Он старался показать себя Гансйоргу с лучшей стороны. Пусть Гансйорг поймет, что Проэль ни в малейшей степени не возлагает на него ответственности за глупые выходки Оскара. Но он хочет, чтобы Гансйорг дал ему обещание, как мужчина мужчине, что не будет мстить за гибель Оскара. Пусть сам Гансйорг сделает выбор, за кого ему стоять, — за брата или за друга.
После ужина Проэль повел его в кабинет, куда подали кофе и коньяк. На письменном столе лежал номер журнала, открытый на злополучной статье. Проэль указал на пего чуть заметным движением руки.
— Да, мой дорогой, — сказал он, — тут мне ничего другого не остается, как выразить тебе соболезнование по поводу приступа безумия, приключившегося с твоим братцем. — И он положил ему руку на плечо.
— Что ты решил с ним сделать, Манфред? — спросил Гансйорг. Его голос звучал резко и сухо.
— Я-то ничего не решил, — с напускной развязностью ответил Проэль. — Ты знаешь, он мне нравится, это был удивительный человек в своей области, единственный в своем роде. Однажды он даже оказал мне значительную услугу. Адольфу он тоже был по душе.
Бледные губы Гансйорга дрогнули. Манфред говорил об Оскаре, как о покойнике. Оскар уже человек конченый, Гансйорг понял это. И все-таки не хотел верить.
— Он должен умереть? — как-то по-детски спросил Гансйорг и судорожно глотнул.
— Адольфу нелегко было сломать черепаховый нож, — ответил Проэль.
— Сломать что? — удивился Гансйорг.
— Ты знаешь Адольфа, — ответил Проэль. — Он ничего не сказал, только сломал черепаховый нож. Это была песня без слов.
Гансйорг сидел против Проэля, тщедушный, несчастный, подступала тошнота. Эти минуты показались ему наиболее ужасными в его жизни. У него были самые лучшие намерения, по он повел брата неправильным путем.

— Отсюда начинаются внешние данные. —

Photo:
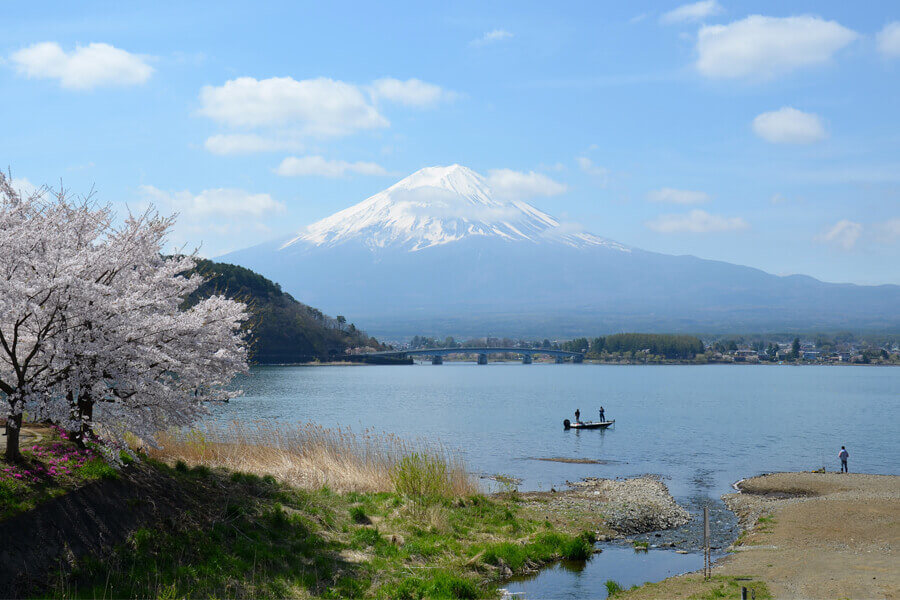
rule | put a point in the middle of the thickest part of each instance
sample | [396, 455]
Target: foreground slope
[439, 252]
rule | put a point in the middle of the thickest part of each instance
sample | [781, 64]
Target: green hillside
[283, 330]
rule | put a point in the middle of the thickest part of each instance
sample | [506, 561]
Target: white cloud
[673, 196]
[516, 185]
[221, 202]
[496, 35]
[844, 234]
[293, 166]
[760, 47]
[249, 143]
[690, 13]
[24, 187]
[588, 166]
[889, 40]
[696, 221]
[412, 92]
[321, 107]
[890, 230]
[789, 126]
[84, 68]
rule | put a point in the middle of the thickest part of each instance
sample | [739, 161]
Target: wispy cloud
[760, 47]
[293, 166]
[84, 68]
[691, 13]
[889, 40]
[412, 92]
[279, 113]
[601, 174]
[220, 202]
[517, 185]
[673, 196]
[491, 37]
[696, 221]
[844, 234]
[322, 106]
[788, 125]
[249, 143]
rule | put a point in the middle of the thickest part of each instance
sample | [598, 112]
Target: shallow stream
[699, 427]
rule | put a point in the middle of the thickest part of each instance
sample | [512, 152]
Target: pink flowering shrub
[50, 469]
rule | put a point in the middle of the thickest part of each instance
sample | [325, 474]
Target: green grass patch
[242, 535]
[49, 469]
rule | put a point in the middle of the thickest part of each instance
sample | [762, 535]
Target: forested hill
[283, 329]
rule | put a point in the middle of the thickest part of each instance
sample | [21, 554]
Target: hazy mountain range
[438, 253]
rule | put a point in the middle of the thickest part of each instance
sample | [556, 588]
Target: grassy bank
[258, 537]
[418, 528]
[51, 467]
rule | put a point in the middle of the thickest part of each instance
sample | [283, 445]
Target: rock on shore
[627, 506]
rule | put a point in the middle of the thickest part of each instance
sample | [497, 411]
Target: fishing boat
[567, 424]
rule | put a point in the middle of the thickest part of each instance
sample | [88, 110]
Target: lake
[700, 427]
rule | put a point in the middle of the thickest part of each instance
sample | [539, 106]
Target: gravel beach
[808, 535]
[625, 506]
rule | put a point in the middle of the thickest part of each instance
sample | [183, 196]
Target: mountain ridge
[435, 206]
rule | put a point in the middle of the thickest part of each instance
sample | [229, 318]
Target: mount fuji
[440, 253]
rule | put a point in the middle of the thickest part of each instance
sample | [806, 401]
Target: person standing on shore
[843, 455]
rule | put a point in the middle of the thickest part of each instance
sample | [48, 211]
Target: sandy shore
[809, 535]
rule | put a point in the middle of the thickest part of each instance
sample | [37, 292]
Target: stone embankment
[625, 506]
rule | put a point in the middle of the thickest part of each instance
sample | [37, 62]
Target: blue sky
[764, 133]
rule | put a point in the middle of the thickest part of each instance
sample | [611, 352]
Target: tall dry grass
[311, 456]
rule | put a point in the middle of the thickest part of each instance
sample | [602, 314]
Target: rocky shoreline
[623, 506]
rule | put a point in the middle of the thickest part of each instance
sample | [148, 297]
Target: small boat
[587, 424]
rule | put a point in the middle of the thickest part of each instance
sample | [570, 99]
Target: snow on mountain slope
[441, 205]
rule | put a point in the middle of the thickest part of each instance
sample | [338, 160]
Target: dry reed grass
[310, 456]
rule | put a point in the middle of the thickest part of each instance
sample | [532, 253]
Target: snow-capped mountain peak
[441, 205]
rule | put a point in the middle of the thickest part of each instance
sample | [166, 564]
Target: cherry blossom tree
[92, 330]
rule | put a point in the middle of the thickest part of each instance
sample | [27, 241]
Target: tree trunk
[13, 427]
[86, 412]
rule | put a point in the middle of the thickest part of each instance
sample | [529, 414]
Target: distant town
[633, 348]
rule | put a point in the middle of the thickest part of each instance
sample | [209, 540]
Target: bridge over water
[437, 354]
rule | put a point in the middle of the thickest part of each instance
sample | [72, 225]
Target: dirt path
[810, 535]
[830, 535]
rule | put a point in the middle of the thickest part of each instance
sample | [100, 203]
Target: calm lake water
[700, 427]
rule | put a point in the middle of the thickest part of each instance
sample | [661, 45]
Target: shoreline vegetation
[256, 510]
[252, 510]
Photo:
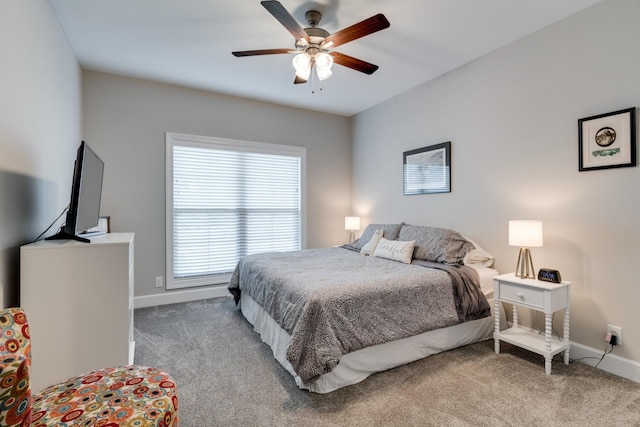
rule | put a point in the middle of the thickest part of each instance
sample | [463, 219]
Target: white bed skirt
[358, 365]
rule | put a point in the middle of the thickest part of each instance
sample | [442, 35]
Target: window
[227, 199]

— Неужели нет другого средства? — спросил он жалобно.
Проэль налил в кофе коньяку, выпил.
— Гитлер сломал черепаховый нож, — сказал он.
— Оскар — гений, — с усилием произнес Гансйорг после паузы. — Гений и безумие родственны друг другу. Нельзя разве на некоторое время поместить его в лечебницу для наблюдения за ним?
Проэль курил, пил. Пил, курил. Теперь он нашел средство поставить Гансйорга перед выбором. Он молчал так долго, что Гансйоргу стало казаться, будто Проэль рассержен его предложением и вообще больше не произнесет ни слова.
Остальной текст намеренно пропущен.